= Annenberg Center on Communication Leadership & Policy =

The Annenberg Center on Communication Leadership and Policy (CCLP) at the University of Southern California promotes interdisciplinary research in communications between the USC School of Cinematic Arts, Viterbi School of Engineering, and the separate USC Annenberg School for Communication and Journalism, also funded by Walter Annenberg.

CCLP focuses on journalism, civic discourse, global press freedom and other issues. In April 2025, longtime journalist Sewell Chan was named a senior fellow at the Annenberg Center.

CCLP hosts events for students and the general public. In July 2025, it hosted the Wildfire Youth Media Initiative in Santa Monica, California, training students in trauma-informed interviewing and the role of journalism in civic society.

==Personnel==

People affiliated with the CCLP include Julian Bleecker, John Seely Brown, Vinton Cerf, Bill Dutton, John Gage, Joi Ito, Merlyna Lim, Eli Noam, Howard Rheingold, Adrienne Russell, Larry Smarr, Robert Stein, Douglas Thomas, and Robert Winter.

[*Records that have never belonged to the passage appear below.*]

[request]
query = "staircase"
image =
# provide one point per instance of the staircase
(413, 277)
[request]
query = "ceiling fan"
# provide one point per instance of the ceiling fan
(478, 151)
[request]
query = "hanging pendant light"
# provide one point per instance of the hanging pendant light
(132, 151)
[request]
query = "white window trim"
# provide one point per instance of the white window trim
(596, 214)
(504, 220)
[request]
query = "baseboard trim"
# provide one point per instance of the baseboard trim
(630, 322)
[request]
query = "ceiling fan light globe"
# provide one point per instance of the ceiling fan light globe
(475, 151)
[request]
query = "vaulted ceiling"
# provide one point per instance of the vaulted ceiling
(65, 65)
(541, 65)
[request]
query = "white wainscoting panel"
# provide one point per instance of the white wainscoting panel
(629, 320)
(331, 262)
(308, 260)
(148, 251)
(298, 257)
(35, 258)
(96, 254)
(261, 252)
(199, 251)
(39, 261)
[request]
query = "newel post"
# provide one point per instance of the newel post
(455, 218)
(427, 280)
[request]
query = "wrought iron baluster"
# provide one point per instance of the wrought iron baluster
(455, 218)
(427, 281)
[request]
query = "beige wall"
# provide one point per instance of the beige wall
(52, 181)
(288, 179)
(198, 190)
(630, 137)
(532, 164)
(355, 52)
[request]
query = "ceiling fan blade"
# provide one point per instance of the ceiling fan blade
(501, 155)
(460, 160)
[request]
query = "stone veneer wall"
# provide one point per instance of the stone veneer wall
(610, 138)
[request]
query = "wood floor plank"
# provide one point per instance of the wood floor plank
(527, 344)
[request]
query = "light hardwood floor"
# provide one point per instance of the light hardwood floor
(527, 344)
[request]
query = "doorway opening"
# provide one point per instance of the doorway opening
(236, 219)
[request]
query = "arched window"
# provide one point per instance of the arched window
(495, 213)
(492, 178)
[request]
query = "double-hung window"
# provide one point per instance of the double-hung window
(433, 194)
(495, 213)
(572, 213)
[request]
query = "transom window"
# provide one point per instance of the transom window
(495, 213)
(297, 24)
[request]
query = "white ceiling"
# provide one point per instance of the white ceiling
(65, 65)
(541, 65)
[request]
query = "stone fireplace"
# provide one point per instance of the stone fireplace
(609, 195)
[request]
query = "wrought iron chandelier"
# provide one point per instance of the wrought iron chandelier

As of 2026, USC professor Geoffrey Cowan is the director of the CCLP.

==History==

In 2007, it was announced that the focus of the CCLP funding strategy would undergo a major shift towards primarily funding graduate fellowships in interdisciplinary research, with $4 million annually planned for 100+ graduate fellowships based on funding from the Annenberg Foundation.